En s’en prenant aux principaux responsables de l’Observatoire de la laïcité, Manuel Valls a choisi délibérément la provocation pour distiller le poison de la division et se positionner encore plus à droite sur l’échiquier politique.
«L’Observatoire de la laïcité – qui est placé sous ma responsabilité – ne peut pas être quelque chose qui dénature la réalité de cette laïcité. Il doit être clair sur les appels que l’on signe : on ne peut pas signer des appels, y compris pour condamner le terrorisme, avec des organisations que je considère comme participant d’un climat nauséabond, ça n’est pas possible. » Cette condamnation sans appel, Valls a choisi de la prononcer en son nom propre et de la justifier par son seul jugement personnel. Quels faits en sont à l’origine ?
Une « laïcité de combat »...
Jean-Louis Bianco et Nicolas Cadène, respectivement président et rapporteur général de l’Observatoire de la laïcité, avaient signé la tribune « Nous sommes tous unis » publiée le 16 novembre, trois jours après les attentats, dans Libération, aux côtés de 89 personnalités ou associations les plus diverses, mais dont certaines, quelques unités au plus, sont accusées d’être proches, comme le CCIF (le Collectif contre l’islamophobie en France), des Frères musulmans.

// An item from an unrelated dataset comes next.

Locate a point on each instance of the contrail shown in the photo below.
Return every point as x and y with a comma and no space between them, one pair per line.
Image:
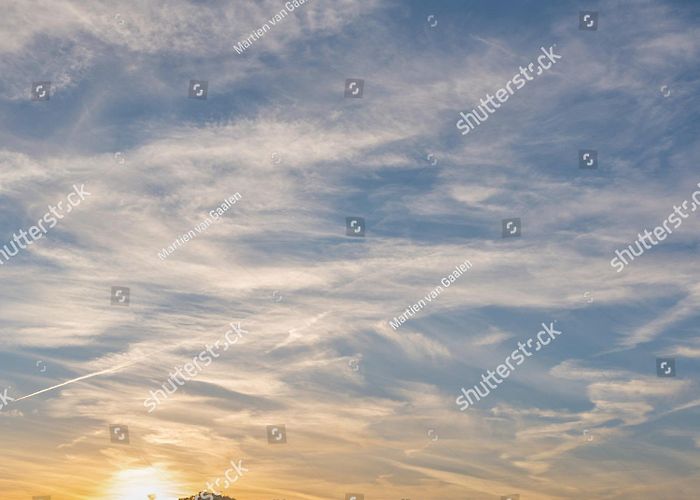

« L’Observatoire est indépendant mais là, il y a des lignes qui ont été dépassées, et je le rappellerai à chacun », a encore lancé Valls, coups de menton à l’appui. Il s’en est pris aussi à Nicolas Cadène auquel il reproche un tweet critiquant de manière très mesurée – « un vrai débat clair ne serait pas de trop » – la philosophe Élisabeth Badinter qui, sur France Inter le 6 janvier, avait affirmé ses prises de position en faveur de ce que d’autres ont appelé une « laïcité de combat », disant entre autres choses qu’il fallait « ne pas avoir peur de se faire traiter d’islamophobe »...Depuis, le débat enfle dans la presse et une pétition à l’initiative du Parti radical de gauche et de personnalités comme Jean Glavany, réclame la démission de Jean-Louis Bianco et dénonce l’Observatoire de la laïcité.
… pour des politiques très à droite
Dans tous les cas, l’attitude de Valls n’a rien à voir avec le débat d’idées, mais bien plutôt avec ses calculs politiciens pour se positionner très à droite sur l’échiquier politique, démagogie de même nature que ses calculs d’homme de pouvoir cherchant à diviser la population en stigmatisant, une fois de plus, les musulmans.
L’endroit d’où il a lancé ces accusations provocatrices le 18 janvier n’a rien d’anodin : il s’agit d’un débat organisé par les Amis du CRIF (Conseil représentatif – mais à la représentativité contestée – des institutions juives de France), auprès de qui Valls peut se flatter d’avoir interdit les manifestations de solidarité avec les Palestiniens alors que l’État d’Israël bombardait la bande de Gaza pendant l’été 2014.Deux jours avant ce débat, Valls était l’invité de l’émission « On n’est pas couché ». Il y a défendu la déchéance de la nationalité et lui qui n’emploie sûrement pas ses mots au hasard a fait entendre cette phrase : « Nous sommes une vieille nation chrétienne »... Phrase qui n’est pas sans faire penser au préambule du TCE (traité constitutionnel européen) qui parlait des racines chrétiennes de l’Europe, aux propos récents du ministre de l’Intérieur Cazeneuve – « les racines chrétiennes de la France sont incontestables » – et à la présence de Sarkozy à la messe, à l’occasion de la réouverture de l’église de Fontainebleau après un incendie. De drôles de coïncidences pour des gens qui, d’un autre côté, n’ont que les mots de « laïcité » à la bouche. Mais Marine Le Pen n’a-t-elle pas fait de cette laïcité-là, dévoyée, son fonds de commerce ?
Les uns et les autres flirtent avec la propagande du « choc des civilisations », alors que les actes anti-musulmans ont triplé pendant l’année 2015, selon les chiffres annoncés par Cazeneuve lui-même. Ils contribuent à la banalisation de la stigmatisation des musulmans contre lesquels se concentre aujourd’hui la démagogie raciste qui cherche à diviser la population et à dresser les travailleurs les uns contre les autres au profit de la classe dirigeante.